Barack y Bob (Perfil 9/10/2010)

9 octubre 2010 at 8:26 5 comentarios

EE.UU es un imperio. Pero no todos los imperios son iguales. No es lo mismo Ciro que Augusto, ni Carlomagno que Guillermo de Orange. Y dentro de un mismo sistema imperial tampoco se equivalen sus mandatarios. No son iguales Nerón y Marco Aurelio ni los Bushes y Obama. Creer que los “sistemas” tienen leyes inexorables que atan de manos a los sujetos políticos, proviene de una racionalidad absurda  desmentida cada día por la historia. No es menos cierto que la distribución de posibilidades de acción es limitada y el juego social está determinado por reglas específicas.

Hay quienes odian y odiarán a los norteamericanos. Ni el fin de la guerra fría, ni un presidente negro, ni nada, les hará alterar la imagen acerca de una sociedad que califican de genocida, criminal, racista y explotadora universal. Festejarán cada atentado, derrota y fracaso que le toque padecer.

Barack Obama no parece un presidente norteamericano como los que hemos conocido. No sólo por el color de su piel. Su presencia evoca a la de los luchadores sociales y a los que bregan por los derechos civiles. Su oratoria parece provenir menos del discurso académico que del púlpito de los evangelistas. Pero su carácter pastoral no lo emparenta con el ministerio de los fanáticos que linchan herejes sino con el ruido sordo e inextinguible de los esclavos afroamericanos.

Esta voz lejana de la lucha por la libertad de una raza diezmada se mezcla hoy con los intereses de un imperio que es uno de los más poderosos que ha conocido la historia de la humanidad. Se ha asociado con frecuencia este carácter imperial de la sociedad norteamericana con su antecedente romano. Más de una faceta puede tender puentes entre semejanzas a pesar del paso del tiempo. El mestizaje, el carácter permeable del sistema de creencias colectivas, la absorción de costumbres exóticas y su conversión en modas, la formación de legiones y falanges militares subordinadas a jefes con poder de  autonomía creciente, el prestigio de un poder central y la inevitable fragmentación debida a la extensión de fronteras y los conflictos en tierras colonizadas, la decadencia del sistema fundacional de valores y una anomia ética enmarcada por un marco cultural  en el que el poder y la riqueza orientan la ambición social.

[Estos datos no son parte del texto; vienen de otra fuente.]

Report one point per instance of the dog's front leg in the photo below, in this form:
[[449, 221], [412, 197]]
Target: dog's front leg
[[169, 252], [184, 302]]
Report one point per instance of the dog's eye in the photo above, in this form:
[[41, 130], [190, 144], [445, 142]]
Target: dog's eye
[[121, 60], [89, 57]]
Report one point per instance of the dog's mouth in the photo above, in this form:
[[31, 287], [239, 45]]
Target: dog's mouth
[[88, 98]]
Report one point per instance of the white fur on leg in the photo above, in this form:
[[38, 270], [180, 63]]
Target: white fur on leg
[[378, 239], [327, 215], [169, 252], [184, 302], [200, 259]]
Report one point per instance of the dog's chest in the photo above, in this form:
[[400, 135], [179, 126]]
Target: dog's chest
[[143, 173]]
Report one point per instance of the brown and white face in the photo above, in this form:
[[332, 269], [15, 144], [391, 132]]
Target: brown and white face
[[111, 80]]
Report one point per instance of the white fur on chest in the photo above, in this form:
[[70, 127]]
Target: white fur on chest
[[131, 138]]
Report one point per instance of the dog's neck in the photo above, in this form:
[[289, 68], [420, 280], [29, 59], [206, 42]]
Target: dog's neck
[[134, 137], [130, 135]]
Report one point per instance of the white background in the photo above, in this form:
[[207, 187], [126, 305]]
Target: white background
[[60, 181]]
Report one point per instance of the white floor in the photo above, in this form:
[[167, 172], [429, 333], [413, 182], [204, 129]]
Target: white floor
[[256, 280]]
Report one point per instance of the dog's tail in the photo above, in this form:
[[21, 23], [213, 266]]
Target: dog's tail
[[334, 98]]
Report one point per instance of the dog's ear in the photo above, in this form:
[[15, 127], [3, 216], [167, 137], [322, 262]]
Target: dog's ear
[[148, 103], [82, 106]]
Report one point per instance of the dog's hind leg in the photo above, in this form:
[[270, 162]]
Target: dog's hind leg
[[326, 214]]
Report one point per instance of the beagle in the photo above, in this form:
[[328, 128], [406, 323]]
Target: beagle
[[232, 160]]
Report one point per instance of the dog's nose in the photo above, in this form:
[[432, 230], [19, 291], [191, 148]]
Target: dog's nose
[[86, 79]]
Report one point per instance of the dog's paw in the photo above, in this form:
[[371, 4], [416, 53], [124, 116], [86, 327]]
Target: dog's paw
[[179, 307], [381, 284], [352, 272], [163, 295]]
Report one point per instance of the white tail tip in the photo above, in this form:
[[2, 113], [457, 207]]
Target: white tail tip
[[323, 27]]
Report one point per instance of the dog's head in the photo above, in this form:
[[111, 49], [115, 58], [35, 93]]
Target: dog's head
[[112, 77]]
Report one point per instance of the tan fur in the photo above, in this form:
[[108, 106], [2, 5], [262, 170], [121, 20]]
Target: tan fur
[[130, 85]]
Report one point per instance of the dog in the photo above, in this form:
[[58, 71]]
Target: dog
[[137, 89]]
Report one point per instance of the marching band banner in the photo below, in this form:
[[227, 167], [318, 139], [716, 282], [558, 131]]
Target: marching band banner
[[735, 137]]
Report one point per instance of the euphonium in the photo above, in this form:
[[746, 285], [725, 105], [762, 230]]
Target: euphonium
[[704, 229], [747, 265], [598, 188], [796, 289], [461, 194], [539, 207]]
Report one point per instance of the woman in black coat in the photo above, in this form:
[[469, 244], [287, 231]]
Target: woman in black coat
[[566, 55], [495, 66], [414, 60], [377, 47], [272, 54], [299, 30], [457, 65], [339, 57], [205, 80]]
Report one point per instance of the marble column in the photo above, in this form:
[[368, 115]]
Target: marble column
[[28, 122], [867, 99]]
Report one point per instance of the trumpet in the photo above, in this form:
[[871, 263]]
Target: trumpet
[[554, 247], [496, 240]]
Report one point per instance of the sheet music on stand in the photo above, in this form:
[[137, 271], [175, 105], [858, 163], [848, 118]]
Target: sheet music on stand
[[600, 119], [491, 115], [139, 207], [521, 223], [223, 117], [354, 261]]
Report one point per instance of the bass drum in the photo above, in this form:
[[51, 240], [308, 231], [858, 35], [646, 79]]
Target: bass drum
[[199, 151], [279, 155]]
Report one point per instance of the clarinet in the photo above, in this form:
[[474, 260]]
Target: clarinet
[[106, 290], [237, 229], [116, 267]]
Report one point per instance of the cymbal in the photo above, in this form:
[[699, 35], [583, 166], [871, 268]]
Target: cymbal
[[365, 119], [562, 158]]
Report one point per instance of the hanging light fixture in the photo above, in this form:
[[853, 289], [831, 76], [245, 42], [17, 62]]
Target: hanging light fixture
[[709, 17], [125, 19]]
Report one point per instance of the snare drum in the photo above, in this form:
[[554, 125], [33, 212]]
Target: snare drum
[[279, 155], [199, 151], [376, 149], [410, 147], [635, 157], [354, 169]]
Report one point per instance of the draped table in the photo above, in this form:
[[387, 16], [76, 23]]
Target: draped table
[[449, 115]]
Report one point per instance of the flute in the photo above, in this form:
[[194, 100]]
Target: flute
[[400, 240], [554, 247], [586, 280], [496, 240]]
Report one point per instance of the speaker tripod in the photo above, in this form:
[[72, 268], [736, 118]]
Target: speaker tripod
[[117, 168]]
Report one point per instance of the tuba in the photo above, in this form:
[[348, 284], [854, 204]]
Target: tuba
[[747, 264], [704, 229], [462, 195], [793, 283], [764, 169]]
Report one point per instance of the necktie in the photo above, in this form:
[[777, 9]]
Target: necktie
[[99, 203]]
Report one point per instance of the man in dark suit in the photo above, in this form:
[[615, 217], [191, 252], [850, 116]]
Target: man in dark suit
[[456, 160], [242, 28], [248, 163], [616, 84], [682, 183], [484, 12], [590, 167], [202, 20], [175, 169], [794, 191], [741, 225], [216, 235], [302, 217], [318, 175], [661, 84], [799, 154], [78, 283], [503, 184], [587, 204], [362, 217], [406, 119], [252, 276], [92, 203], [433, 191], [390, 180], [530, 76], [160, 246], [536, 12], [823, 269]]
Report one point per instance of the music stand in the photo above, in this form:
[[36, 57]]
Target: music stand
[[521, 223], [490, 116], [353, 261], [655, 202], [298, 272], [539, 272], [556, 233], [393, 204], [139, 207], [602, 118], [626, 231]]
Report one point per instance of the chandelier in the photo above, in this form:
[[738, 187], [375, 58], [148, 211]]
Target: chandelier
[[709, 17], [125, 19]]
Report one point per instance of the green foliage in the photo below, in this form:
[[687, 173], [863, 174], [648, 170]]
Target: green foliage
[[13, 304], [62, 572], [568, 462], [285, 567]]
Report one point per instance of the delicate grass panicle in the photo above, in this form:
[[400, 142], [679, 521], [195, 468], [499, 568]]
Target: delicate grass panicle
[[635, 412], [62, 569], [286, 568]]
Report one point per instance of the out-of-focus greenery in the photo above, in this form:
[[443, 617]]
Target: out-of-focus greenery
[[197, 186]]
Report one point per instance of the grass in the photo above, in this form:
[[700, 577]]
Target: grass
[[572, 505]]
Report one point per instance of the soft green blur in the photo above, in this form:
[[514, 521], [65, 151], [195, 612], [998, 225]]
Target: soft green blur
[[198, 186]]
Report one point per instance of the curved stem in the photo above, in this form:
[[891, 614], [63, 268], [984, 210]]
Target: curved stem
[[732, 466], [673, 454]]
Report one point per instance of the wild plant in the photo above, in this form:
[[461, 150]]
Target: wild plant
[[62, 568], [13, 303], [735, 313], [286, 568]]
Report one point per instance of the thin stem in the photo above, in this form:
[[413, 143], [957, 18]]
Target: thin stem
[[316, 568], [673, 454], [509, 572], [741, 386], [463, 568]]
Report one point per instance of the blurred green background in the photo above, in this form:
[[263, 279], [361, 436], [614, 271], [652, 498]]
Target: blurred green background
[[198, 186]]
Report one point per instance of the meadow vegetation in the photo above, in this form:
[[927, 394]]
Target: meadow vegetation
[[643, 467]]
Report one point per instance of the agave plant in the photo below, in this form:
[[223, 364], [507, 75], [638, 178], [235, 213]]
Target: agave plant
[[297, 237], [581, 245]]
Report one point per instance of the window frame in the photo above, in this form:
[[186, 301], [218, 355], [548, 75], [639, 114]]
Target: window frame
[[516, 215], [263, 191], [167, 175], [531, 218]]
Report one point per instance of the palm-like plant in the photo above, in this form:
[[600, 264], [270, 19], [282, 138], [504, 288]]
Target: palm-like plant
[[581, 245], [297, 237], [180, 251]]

Esta asociación frecuente para los aficionados a las comparaciones históricas, es posible  ampliarla de acuerdo con otra perspectiva que también está en las raíces culturales de la sociedad norteamericana. Es la que trajeron a estas tierras – escribo desde Nueva York – los primeros colonos holandeses que provenían de otro imperio que revolucionó el mundo del siglo XVII. El imperio holandés que dominó el capitalismo mercantil desde Djakarta a Recife, en manos de aquellas compañías monopólicas que se atribuían el dominio de las Indias, había consolidado un régimen político con asiento en Amsterdam, de tipo republicano, en el que la tolerancia religiosa, la libertad de expresión política, los principios de austeridad moral y las reglas estrictas que ordenaban el mundo de los negocios, mostraban el triunfo de una burguesía expansionista y democrática a la vez. El colonialismo coexistió con una política generosa que le dió refugio a la disidencia europea perseguida por iglesias y monarquías. Tras haber salvado a sus tierras del anegamiento por las terribles inundaciones del pasado, los mercaderes de Amsterdam no sólo tenían fe en su futuro sino que se creían depositarios de una misión religiosa. Dios había puesto su mirada en ellos.

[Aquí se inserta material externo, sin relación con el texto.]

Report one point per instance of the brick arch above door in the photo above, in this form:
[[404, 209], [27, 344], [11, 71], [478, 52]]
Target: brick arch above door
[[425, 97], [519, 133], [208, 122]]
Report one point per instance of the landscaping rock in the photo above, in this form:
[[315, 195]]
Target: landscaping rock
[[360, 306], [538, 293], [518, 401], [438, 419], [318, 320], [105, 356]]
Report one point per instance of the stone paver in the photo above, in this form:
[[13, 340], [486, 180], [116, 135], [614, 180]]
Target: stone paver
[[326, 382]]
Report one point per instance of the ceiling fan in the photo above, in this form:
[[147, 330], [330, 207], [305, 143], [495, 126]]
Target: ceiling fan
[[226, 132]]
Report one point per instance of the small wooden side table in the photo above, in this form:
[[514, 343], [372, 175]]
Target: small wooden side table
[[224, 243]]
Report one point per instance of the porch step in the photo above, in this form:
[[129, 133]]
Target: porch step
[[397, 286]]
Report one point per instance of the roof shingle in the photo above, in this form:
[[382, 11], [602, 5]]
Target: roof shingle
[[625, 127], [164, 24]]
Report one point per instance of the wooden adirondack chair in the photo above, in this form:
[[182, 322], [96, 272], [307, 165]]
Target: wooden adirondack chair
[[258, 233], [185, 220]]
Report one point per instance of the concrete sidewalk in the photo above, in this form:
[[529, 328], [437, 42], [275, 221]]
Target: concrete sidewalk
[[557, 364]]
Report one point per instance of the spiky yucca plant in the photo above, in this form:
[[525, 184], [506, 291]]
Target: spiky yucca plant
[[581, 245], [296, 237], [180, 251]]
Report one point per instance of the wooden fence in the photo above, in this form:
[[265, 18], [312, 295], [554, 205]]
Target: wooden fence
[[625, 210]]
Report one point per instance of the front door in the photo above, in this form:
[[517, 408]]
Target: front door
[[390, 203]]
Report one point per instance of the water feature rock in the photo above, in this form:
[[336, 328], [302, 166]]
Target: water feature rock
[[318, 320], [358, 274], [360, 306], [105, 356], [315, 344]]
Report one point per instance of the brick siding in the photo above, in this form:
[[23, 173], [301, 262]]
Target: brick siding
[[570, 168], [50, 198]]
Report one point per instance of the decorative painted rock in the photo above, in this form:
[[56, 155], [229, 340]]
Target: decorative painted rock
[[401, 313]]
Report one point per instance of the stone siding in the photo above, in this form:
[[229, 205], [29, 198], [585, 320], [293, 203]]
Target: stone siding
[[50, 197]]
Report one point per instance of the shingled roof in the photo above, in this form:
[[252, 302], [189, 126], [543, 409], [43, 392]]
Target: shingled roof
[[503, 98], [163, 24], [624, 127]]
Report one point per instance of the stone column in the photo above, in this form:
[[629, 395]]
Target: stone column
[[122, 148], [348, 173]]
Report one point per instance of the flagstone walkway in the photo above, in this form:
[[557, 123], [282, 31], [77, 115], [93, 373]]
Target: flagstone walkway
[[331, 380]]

Ser el pueblo elegido como lo había sido el de Israel, era una  creencia asentada en esta nueva clase social segura de sí y con una confianza ilimitada en su entereza para vencer cualquier tipo de dificultades que le impusiera la naturaleza o la fortuna política.

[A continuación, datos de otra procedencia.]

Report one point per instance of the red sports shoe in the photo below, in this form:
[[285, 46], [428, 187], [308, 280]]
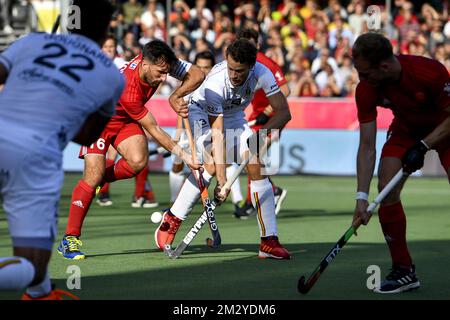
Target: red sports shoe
[[167, 230], [56, 294], [271, 248]]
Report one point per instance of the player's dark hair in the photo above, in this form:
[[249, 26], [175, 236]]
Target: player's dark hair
[[373, 47], [242, 51], [157, 51], [94, 19], [207, 55], [248, 33]]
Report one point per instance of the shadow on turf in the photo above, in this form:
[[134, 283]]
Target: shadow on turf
[[233, 275], [246, 277]]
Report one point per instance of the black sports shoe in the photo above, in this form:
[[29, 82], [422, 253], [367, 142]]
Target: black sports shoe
[[243, 210], [399, 280]]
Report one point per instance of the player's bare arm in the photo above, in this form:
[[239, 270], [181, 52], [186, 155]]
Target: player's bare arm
[[193, 79], [149, 123], [364, 167], [218, 152], [282, 114], [285, 91]]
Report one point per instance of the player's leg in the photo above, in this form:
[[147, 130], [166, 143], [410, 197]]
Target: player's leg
[[143, 193], [236, 193], [104, 197], [263, 200], [280, 196], [131, 143], [176, 178], [262, 194], [190, 192], [82, 196], [84, 191], [393, 219], [176, 175], [28, 185]]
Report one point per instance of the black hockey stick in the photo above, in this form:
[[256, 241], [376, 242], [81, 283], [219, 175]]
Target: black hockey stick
[[304, 286]]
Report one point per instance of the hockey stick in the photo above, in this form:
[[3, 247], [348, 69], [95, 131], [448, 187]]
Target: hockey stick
[[164, 152], [304, 286], [159, 150], [207, 203], [175, 253]]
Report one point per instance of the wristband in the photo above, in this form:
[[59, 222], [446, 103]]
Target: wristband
[[362, 196]]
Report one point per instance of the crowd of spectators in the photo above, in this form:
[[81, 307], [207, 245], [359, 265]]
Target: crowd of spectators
[[311, 39]]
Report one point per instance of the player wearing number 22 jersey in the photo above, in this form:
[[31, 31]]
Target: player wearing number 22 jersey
[[57, 88]]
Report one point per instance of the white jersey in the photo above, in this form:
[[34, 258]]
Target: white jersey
[[217, 95], [54, 82]]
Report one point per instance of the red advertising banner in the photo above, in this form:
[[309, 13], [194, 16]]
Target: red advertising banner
[[307, 113]]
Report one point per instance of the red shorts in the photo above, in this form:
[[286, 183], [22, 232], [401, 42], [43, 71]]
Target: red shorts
[[114, 133], [399, 141]]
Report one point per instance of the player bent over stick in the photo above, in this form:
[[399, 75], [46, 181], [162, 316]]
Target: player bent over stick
[[124, 131], [417, 90], [219, 105]]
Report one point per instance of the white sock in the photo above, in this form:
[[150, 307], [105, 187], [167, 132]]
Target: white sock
[[188, 196], [236, 194], [16, 273], [176, 182], [41, 289], [263, 200]]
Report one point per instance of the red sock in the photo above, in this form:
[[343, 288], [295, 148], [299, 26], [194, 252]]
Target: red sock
[[249, 193], [121, 170], [82, 196], [105, 188], [393, 223], [141, 180]]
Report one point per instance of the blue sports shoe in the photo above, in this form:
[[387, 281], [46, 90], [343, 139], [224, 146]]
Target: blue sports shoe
[[70, 248]]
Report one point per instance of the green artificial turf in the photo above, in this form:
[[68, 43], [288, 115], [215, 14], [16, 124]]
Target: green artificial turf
[[123, 263]]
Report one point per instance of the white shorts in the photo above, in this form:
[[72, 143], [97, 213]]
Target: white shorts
[[237, 133], [30, 185]]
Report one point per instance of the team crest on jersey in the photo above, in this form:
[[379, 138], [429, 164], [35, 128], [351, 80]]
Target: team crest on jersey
[[447, 88]]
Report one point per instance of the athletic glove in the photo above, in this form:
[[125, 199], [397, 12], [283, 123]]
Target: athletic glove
[[262, 119], [414, 157]]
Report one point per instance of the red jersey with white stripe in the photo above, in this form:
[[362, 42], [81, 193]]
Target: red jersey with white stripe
[[260, 101], [417, 101], [131, 106]]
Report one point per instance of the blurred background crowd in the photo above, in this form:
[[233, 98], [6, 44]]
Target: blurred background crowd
[[310, 39]]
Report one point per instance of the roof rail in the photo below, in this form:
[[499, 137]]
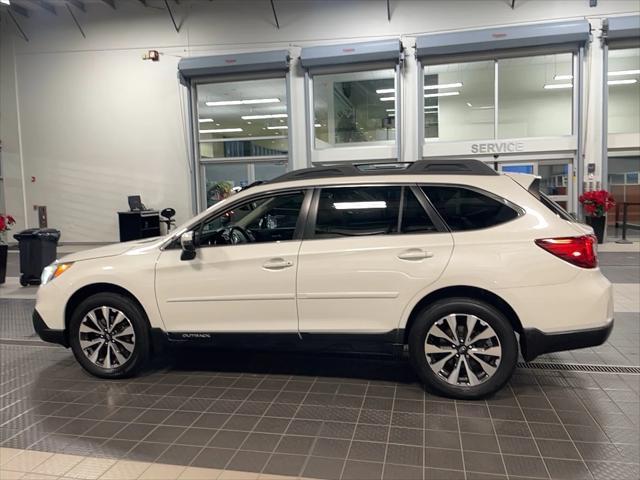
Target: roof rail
[[420, 167]]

Esta voluntad imperial de un pueblo elegido con una misión es analizada en lo referente a los norteamericanos por mentes de una lucidez a prueba de ideologismos y rencores vengativos como Edmund Wilson y Harold Bloom, para nombrar a sólo dos hombres de probada calidad intelectual en el universo cultural de los EE.UU. Me refiero a ellos dos porque han incursionado en este tópico desde ángulos no tradicionales como el de  la literatura. Prueba de ello son los libros clásicos Patriotic Gore, sobre la literatura durante la guerra civil norteamericana de E.Wilson, y The American Religión de H. Bloom.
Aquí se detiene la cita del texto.